After the war, they returned to their ruined plantation and a huge debt. They worked to restore the land and buildings, eventually freeing themselves from their burden.
Both Jefferson and Varina Davis urged Mary to publish her diary. Varina believed it would surpass the popularity of the plantation novels that were in vogue during the era.
Mary would spend many years revising and editing it during the 1880s in preparation for publication. However it was not published in her lifetime.
A Diary from Dixie was published in 1905, nineteen years after her death.

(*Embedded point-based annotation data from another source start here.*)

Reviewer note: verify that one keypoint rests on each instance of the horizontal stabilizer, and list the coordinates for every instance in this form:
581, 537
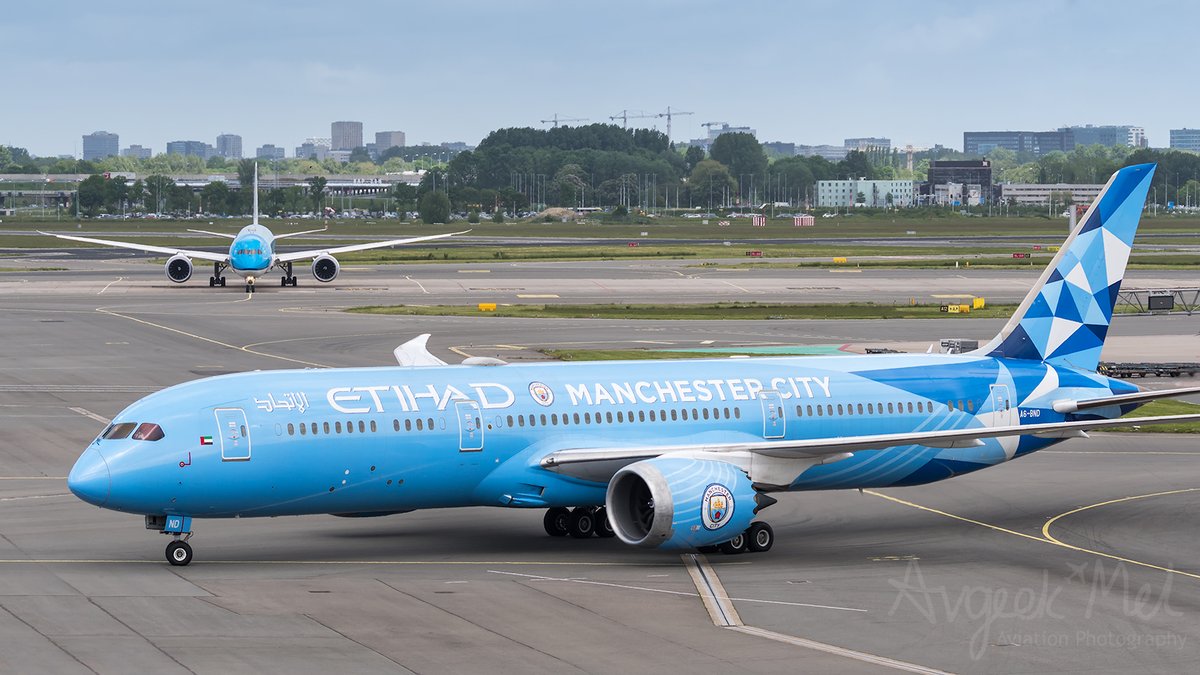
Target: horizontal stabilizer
1067, 406
414, 353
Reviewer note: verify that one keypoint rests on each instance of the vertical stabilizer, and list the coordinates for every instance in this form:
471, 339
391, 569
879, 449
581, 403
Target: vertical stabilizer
256, 195
1066, 316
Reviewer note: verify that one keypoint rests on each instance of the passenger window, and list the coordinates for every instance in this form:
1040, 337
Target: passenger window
148, 431
121, 430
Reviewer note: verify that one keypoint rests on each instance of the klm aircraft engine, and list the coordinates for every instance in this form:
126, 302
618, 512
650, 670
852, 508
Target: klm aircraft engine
681, 502
179, 268
325, 268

Edited and published by a New York publisher (Appleton) it was as successful as Varina Davis believed it would be. There have been three editions. The “restored” edition, edited by C. Van Woodward, received the Pulitzer Prize in 1982. It is also available here.
This copy bears the bookplate of Olive Percival. Percival was a multi-talented writer, photographer, gardener, artist, and bibliophile in Los Angeles. Although she earned her living as an insurance clerk, she wrote for a variety of magazines, authored several books, and was sought after as a lecturer on gardens, New England antiques, Japanese ceramics, and children’s books, among other subjects. Much of her collection resides today in three important California Libraries, including The Huntington, where 875 of her photographs and more occupy alone . She also has a rose named after her; one is planted in the White House Rose Garden.
V.g.. minor soiling to boards, tailband wear, front hinge starting. Bright gilt!
Chesnut, Mary Boykin. Diary From Dixie. New York. (1905): 424p., illus, index., 1st ed.